By 2008, demand was so strong for Boulart’s products that Saillant added a second production line. A third was added a few years ago after Saillant acquired a neighbouring building and integrated it seamlessly into what is now a 125,000-sq.-ft. production facility. Today, approximately 80 employees work on three daily shifts at Boulart, churning out roughly 2,500 baguettes an hour.
Saillant says that about 60 per cent of that production goes to retail sales, roughly 60 per cent in Canada and 40 per cent in the U.S. Approximately 90 per cent of retail product is private label, with 10 per cent sold under the Boulart name. The other 40 per cent of production goes to the foodservice industry, mostly to major restaurants in Canada.
In addition to commercial success – Saillant says the company does roughly $50 million a year in sales – Boulart has also earned North American-wide industry recognition. In April, for example, the company dominated the 2017 National Restaurant Association’s FABI Awards, winning a show-leading three awards for three new and innovative products. They include individually wrapped, oven-friendly Ciabatta Bites, a low-calorie Original Flat Sandwich Bun, and an Olive Oil and Fine Herb Focaccia that a company press release says “helps reduce kitchen waste and manage inventory as it comes baked and frozen allowing for easy thawing or reheating as needed.”
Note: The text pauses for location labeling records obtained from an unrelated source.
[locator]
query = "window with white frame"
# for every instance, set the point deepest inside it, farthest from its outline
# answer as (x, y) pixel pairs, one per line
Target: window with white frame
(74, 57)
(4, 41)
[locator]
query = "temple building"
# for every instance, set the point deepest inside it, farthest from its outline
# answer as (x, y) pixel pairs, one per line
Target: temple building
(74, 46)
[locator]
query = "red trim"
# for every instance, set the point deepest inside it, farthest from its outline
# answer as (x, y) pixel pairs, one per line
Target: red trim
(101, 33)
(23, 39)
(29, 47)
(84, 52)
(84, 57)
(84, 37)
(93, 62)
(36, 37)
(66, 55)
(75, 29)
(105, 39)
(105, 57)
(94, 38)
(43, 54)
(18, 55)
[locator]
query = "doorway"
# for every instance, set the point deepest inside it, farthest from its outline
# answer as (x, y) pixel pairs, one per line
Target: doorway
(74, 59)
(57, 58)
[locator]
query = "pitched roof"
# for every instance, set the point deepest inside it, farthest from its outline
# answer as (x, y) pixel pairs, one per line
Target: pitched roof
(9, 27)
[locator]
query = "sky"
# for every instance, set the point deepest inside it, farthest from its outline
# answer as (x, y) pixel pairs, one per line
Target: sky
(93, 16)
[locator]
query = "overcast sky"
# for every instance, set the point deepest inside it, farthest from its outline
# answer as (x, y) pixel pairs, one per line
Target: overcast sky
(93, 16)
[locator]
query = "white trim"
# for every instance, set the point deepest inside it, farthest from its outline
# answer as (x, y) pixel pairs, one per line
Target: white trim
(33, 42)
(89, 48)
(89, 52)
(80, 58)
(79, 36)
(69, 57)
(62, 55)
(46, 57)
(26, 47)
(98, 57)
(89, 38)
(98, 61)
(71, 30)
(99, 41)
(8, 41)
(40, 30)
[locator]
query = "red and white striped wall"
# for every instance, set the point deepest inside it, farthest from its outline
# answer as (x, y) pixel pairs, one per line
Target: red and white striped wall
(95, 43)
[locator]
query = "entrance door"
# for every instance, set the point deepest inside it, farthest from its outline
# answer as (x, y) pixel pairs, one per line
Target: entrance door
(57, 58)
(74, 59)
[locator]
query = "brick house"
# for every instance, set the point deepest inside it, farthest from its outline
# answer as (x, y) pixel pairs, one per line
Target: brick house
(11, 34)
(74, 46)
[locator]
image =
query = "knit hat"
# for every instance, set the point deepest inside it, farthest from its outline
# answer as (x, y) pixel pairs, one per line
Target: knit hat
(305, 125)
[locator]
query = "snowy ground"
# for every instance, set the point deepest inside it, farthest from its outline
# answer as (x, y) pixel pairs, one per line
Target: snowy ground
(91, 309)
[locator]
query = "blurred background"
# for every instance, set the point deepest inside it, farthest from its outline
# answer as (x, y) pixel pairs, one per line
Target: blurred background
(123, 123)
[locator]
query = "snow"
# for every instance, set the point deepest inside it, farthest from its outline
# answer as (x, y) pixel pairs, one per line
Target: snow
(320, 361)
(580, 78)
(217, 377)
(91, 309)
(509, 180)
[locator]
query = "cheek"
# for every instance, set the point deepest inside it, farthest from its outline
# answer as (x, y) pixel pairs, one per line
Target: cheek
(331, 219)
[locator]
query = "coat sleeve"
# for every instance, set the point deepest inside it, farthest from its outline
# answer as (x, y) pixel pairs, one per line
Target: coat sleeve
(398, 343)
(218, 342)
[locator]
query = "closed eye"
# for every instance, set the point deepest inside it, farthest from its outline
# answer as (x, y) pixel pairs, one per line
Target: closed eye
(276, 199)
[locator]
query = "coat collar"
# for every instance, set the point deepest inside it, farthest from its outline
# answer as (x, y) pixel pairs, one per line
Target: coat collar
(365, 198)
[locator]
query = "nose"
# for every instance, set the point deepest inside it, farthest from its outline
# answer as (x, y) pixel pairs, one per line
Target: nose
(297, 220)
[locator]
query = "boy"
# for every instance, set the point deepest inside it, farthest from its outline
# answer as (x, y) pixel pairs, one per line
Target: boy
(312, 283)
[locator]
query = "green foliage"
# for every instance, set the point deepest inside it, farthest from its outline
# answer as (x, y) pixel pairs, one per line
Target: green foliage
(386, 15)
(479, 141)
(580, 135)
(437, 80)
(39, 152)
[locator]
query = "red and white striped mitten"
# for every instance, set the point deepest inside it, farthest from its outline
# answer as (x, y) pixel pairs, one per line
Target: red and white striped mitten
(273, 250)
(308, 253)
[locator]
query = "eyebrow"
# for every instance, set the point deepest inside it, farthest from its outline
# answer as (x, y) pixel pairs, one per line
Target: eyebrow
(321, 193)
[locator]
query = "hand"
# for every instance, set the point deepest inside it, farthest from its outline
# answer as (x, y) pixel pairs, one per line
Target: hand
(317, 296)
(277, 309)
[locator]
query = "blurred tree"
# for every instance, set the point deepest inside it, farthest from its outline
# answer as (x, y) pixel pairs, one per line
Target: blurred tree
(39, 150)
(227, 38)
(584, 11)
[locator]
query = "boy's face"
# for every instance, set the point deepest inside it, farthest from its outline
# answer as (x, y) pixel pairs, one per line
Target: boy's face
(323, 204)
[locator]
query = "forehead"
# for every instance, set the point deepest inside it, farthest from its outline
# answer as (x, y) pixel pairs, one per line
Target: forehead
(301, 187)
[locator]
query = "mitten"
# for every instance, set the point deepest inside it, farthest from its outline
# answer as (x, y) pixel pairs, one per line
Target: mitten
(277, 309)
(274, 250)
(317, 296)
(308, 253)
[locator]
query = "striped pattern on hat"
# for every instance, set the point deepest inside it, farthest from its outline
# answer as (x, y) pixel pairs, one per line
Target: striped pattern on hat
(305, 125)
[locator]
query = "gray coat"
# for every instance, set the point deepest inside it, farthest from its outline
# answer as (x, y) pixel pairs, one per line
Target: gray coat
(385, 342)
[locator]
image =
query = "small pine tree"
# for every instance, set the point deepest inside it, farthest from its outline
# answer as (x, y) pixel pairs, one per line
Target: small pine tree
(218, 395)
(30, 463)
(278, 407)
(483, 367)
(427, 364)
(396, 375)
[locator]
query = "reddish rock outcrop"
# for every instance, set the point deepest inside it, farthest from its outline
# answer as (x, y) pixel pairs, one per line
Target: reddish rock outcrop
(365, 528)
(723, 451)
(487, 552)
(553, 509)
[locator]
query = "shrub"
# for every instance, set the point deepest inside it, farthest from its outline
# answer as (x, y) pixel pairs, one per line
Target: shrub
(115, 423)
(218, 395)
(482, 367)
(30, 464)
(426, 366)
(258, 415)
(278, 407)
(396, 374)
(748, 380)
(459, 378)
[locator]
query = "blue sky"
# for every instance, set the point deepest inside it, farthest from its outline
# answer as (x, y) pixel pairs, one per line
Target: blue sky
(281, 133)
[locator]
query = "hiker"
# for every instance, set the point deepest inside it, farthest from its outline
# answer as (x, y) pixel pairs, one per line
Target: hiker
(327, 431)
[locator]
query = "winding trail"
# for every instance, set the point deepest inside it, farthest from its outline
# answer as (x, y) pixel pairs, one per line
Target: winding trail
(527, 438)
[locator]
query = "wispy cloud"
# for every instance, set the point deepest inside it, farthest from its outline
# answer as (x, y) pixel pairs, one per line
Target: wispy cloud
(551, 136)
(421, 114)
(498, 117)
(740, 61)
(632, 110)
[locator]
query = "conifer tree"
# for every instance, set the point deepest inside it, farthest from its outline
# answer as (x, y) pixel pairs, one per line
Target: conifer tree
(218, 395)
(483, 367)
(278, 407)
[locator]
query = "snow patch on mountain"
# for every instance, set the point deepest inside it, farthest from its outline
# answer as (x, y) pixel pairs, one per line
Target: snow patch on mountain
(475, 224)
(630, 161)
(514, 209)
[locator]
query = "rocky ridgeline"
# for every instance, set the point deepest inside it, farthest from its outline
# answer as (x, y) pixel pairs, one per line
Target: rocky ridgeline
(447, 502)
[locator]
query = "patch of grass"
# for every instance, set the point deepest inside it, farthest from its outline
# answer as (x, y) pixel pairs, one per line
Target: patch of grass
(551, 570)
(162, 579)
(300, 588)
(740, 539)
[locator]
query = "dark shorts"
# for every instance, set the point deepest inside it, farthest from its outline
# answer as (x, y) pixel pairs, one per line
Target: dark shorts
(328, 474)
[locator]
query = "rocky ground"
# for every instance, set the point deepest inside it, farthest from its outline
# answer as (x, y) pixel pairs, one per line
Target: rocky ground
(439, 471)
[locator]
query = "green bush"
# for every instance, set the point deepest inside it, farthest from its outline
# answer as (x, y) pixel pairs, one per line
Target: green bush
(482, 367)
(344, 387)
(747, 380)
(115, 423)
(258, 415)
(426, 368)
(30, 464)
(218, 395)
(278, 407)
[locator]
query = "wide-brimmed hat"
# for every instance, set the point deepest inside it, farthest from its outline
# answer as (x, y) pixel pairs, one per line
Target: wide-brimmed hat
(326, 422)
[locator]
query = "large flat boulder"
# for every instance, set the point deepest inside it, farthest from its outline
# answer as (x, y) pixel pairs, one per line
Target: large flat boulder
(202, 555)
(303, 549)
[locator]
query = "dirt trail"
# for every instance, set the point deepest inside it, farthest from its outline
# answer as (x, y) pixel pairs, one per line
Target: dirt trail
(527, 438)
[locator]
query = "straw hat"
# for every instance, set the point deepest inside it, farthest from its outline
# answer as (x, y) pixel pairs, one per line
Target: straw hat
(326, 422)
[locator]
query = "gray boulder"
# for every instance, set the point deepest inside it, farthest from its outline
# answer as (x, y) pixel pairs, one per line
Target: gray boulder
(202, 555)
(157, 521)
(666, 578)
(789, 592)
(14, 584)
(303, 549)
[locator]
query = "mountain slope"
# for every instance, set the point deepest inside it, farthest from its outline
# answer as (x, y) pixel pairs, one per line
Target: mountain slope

Saillant says innovation is the key to staying on top in such a highly competitive business. “Everybody is making ciabatta now and people are copying what we do,” he says. “But we’re still the one to beat.”
Going forward, Boulart will continue to focus on innovation and quality. “Our culture here is upbeat and the environment is very cool,” says Saillant, whose daughter Charlotte works part time in Boulart’s Marketing and Customer Service departments. “We’re more than just a bakery. We like to work with customers so they can understand us, and us them. We’re all about relationships.”